Have got we reached peak smartphone, and exactly what does that mean for marketers?

Kleiner Perkins’ Mary Meeker’ s highly expected kitchen-sink compendium of third-party statistics dropped yesterday. Amidst the barrage of data was the following: worldwide smartphone shipments grew zero % in 2017. Many others have already directed to this observation with some mixture of shock and alarm.

Meeker also cites data that the typical selling price of smartphones is decreasing. That’ s largely a perform of the need to produce lower-cost gadgets for developing markets. So really does all this mean we’ ve achieved “ peak smartphone? ” If you do, what does that mean for marketers?

In the US, the Pew Research Center  found that 95 percent of US grown ups now have mobile phones and 77 of these people have smartphones. That leaves approximately 17 percent who have yet in order to “ upgrade. ” Most of those individuals tend to be older (above 50). The particular smartphone penetration rate is eighty-five percent and above for those below 49. This data directionally appears to confirm the Meeker observation.

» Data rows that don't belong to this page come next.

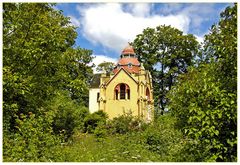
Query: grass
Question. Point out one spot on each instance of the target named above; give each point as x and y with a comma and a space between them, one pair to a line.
117, 148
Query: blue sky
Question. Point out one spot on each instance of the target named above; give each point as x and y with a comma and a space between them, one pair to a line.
106, 28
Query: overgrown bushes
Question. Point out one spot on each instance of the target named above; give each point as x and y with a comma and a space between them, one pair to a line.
68, 115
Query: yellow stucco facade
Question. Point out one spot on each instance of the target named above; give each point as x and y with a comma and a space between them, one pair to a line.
125, 90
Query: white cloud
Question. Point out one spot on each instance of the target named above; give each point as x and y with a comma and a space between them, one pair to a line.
74, 21
140, 9
199, 38
101, 58
112, 27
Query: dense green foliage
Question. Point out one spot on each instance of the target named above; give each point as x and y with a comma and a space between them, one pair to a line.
45, 89
205, 99
166, 52
92, 121
133, 146
39, 62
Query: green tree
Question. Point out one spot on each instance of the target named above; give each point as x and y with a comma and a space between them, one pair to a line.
205, 99
39, 60
166, 52
105, 66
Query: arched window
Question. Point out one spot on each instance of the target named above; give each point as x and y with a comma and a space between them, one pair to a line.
116, 94
148, 93
122, 91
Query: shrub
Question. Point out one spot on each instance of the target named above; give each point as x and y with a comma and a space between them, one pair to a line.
68, 116
33, 140
125, 123
93, 120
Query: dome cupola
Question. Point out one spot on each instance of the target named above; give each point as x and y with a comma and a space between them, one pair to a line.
128, 60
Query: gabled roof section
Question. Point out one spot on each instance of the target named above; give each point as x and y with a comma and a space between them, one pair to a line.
95, 81
118, 73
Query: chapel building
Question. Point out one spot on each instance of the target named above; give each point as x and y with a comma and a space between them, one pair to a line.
127, 88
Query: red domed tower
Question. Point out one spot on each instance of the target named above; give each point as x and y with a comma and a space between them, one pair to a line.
128, 60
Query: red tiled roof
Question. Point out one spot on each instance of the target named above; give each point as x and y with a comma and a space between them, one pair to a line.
128, 50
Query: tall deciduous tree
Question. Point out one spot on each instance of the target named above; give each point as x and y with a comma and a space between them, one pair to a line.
205, 99
39, 61
166, 52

The Pew data indicates some growth is possible among old users in the US. However , the most sought-after consumer segments (18- to 49-year-olds) are near saturation. Therefore , the particular battle there is for “ switchers” and upgrades.

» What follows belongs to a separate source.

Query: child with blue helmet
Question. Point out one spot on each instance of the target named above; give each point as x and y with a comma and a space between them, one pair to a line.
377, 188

The contrasting data point cited simply by Meeker is that internet penetration offers reached about  50 percent of the worldwide population, making growth harder to get. This leads inevitably to a half-empty, half-full interpretation. I would argue that as the remaining opportunity is not 50 percent, it’ s also not 10 percent. Appropriately, there is room for new internet users — and the majority of those will likely be mobile phone users first and foremost.

One more bit of positive news is that period spent with digital media proceeds grow, and smartphones continue to rule that time. Time spent accessing the web through smartphones saw incremental development compared with flat to declining development for desktop and laptop computers. Particularly noteworthy in the chart below is usually growth in time spent with wise speakers (other connected devices).

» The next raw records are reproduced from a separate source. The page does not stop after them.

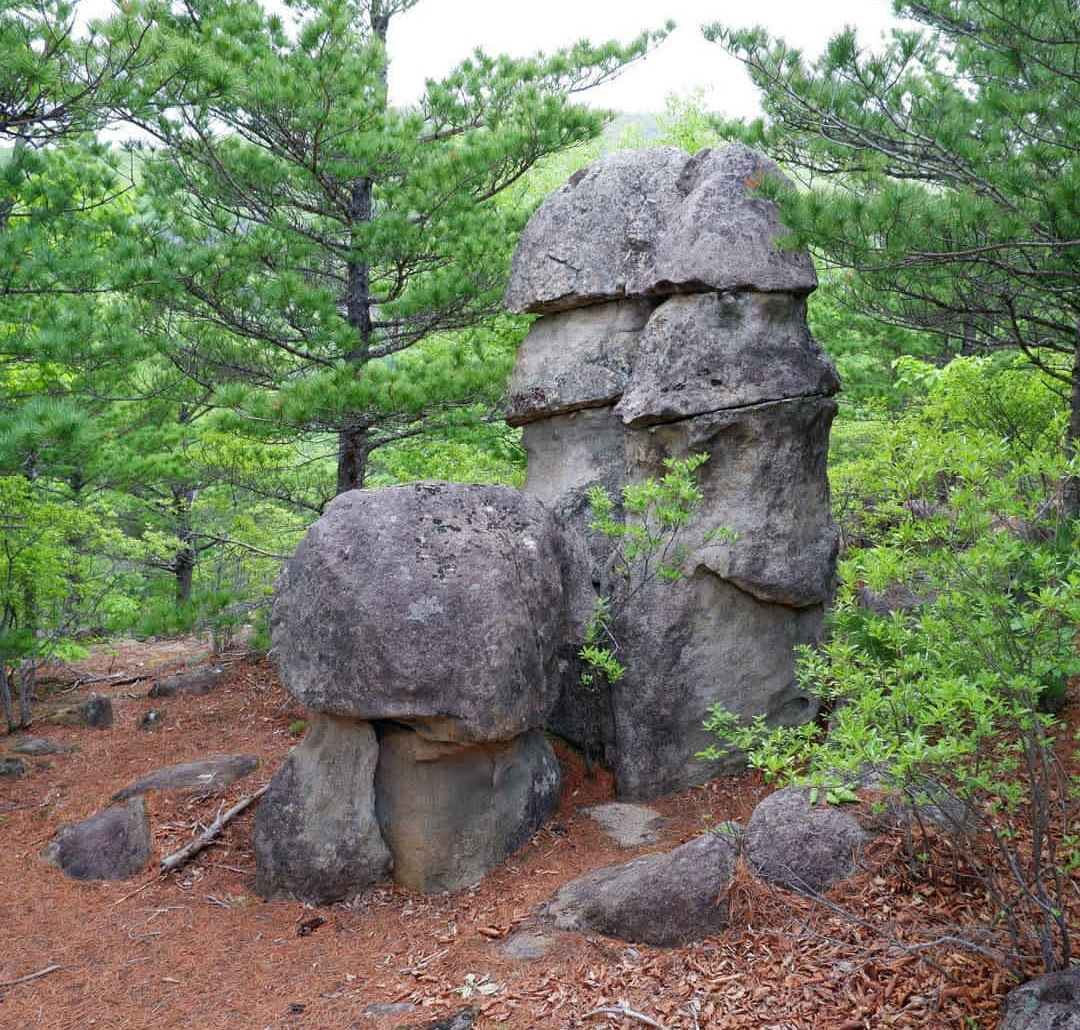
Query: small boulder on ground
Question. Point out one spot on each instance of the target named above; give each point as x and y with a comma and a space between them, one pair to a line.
799, 845
198, 682
662, 899
1050, 1002
203, 775
12, 767
113, 844
315, 836
40, 745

So where does all this creates, and how should marketers respond? In a single sense, there’ s nothing to find out here. I would submit the following:

  • There’ s nevertheless meaningful global headroom for web growth, which will be via smartphone.
  • The US market is close to smartphone saturation, but usage have not peaked.
  • Time invested with digital media will carry on and grow on non-PC devices: mobile phones, smart speakers and other connected products.
  • Most digital ad revenue development is coming from mobile , which will continue into the foreseeable future.
  • Revenues at Google, Facebook, Amazon . com and other large publishers are progressively mobile.
  • Future web commerce growth will be driven more simply by mobile than the PC.
  • Social commerce will be dominated simply by mobile.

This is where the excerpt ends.